Interessi in campi diversi, quindi, con una sorta di divisione in distretti: la mafia di Cerignola si occupa prevalentemente di rapine, assalti ai blindati; la così detta «mafia del Gargano» è dedita ad estorsioni e traffico di stupefacenti e gergalmente detta «mafia dei montanari» per via del territorio montuoso con due clan di spicco, i Libergolis e i Romito. Ed è proprio in questo contesto che sarebbe maturato l’agguato di San Marco in Lamis, che ha avuto come obiettivo Mario Luciano Romito, ritenuto uno degli esponenti di spicco del clan negli ultimi anni contrapposto ai Libergolis nella «faida del Gargano»: nonostante un tempo le famiglie fossero alleate.

Secondo quanto ricostruito in numerose inchieste giudiziarie nel corso degli anni, infatti, i Libergolis erano il braccio armato dello storico «clan dei Montanari», mentre i Romito gestivano i proventi degli affari illeciti e i rapporti con gli ambienti economici e politici. L’alleanza si è però rotta, per questioni di potere tra i vari componenti dei clan e di controllo del territorio, e una nuova guerra è cominciata.

LA TERZA ORGANIZZAZIONE criminale, la più antica, è invece la cosiddetta «società foggiana», nata alla fine degli anni ’70 da una iniziativa del boss campano Cutulo, che tentò di unire i vari boss del foggiano: ma già allora, a conferma della frammentarietà e complessità del territorio, l’esperienza durò appena poche settimane, con i clan foggiani che si misero in proprio, da lì cominciando la loro attività fatta di estorsioni, traffico di stupefacenti e omicidi efferati.

A FARE DA CONTORNO, più che da sfondo, a tutto ciò, il dato più preoccupante: «un contesto ambientale omertoso e violento, con una sempre maggiore commistione tra criminalità comune e organizzata». Come conferma il Procuratore nazionale antimafia Roberti: «Nell’ultimo processo celebrato a Foggia, condotto dalla Procura distrettuale di Bari per una catena enorme di estorsioni, non si è registrata la partecipazione della società civile.
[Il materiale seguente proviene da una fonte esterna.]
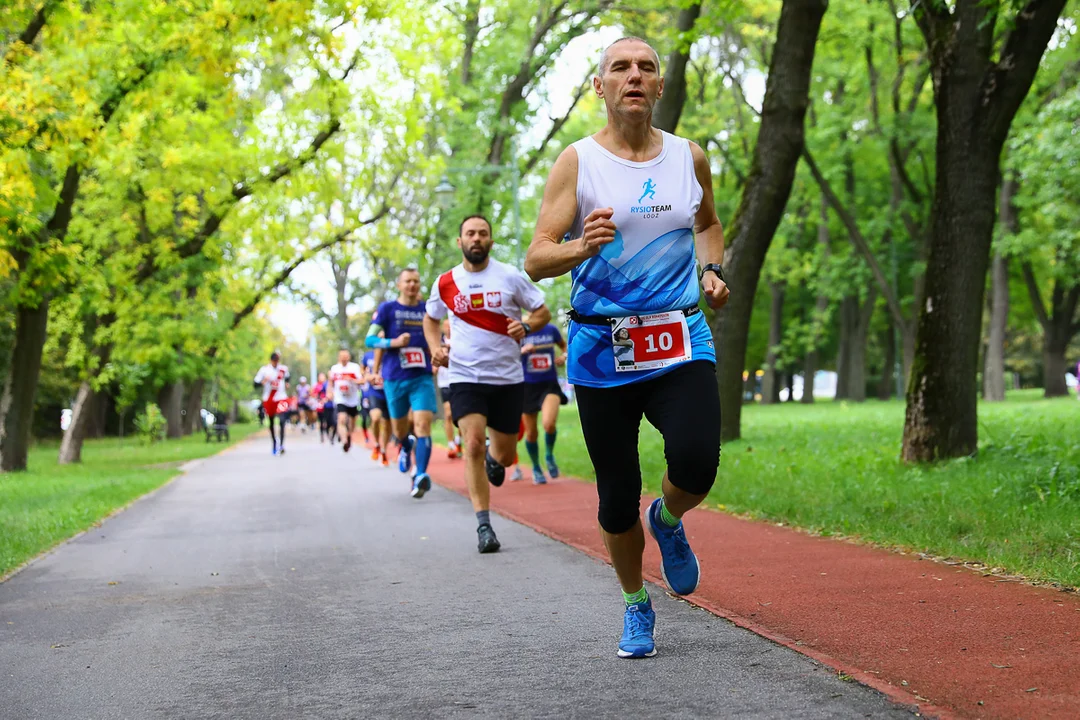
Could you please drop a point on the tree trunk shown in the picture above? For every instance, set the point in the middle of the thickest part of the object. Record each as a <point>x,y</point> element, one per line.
<point>670,108</point>
<point>770,383</point>
<point>780,143</point>
<point>821,306</point>
<point>994,372</point>
<point>21,385</point>
<point>192,418</point>
<point>82,418</point>
<point>849,323</point>
<point>975,99</point>
<point>889,365</point>
<point>1054,366</point>
<point>171,402</point>
<point>941,417</point>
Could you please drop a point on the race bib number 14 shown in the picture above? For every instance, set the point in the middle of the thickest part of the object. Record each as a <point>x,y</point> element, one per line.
<point>647,342</point>
<point>412,357</point>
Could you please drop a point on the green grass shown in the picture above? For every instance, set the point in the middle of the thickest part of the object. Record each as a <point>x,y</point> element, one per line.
<point>49,502</point>
<point>834,469</point>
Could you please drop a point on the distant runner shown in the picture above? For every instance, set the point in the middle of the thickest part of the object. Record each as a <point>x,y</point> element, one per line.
<point>346,378</point>
<point>543,395</point>
<point>376,397</point>
<point>638,344</point>
<point>306,401</point>
<point>324,408</point>
<point>272,380</point>
<point>406,372</point>
<point>485,299</point>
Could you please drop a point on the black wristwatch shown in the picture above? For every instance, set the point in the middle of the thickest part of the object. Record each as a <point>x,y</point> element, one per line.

Il Comune di Foggia non si è nemmeno costituito parte civile del processo e questo è un segnale estremamente negativo che va stigmatizzato».

DAL 28 APRILE AD OGGI ci sono stati 12 omicidi e una persona sparita nel Gargano: un morto ogni 6-7 giorni, «eppure in Italia nessuno lo sa», denuncia l’ex questore di Foggia Silvis, per il quale «è arrivato il momento che la gente sappia delle quarta mafia tanto sanguinaria quanto mancante di collaboratori di giustizia perché si ha paura di pagare con la vita la collaborazione». Una mafia, aggiunge Silvis, «che può crescere e diventare ancora più pericolosa».

Ad aprile scorso è stata aperta una sezione del Ros a Foggia che mancava, con la Procura distrettuale di Bari che continua ad offrire un supporto logistico alle indagini su tutto il Gargano.
Ma difficilmente tutto questo basterà.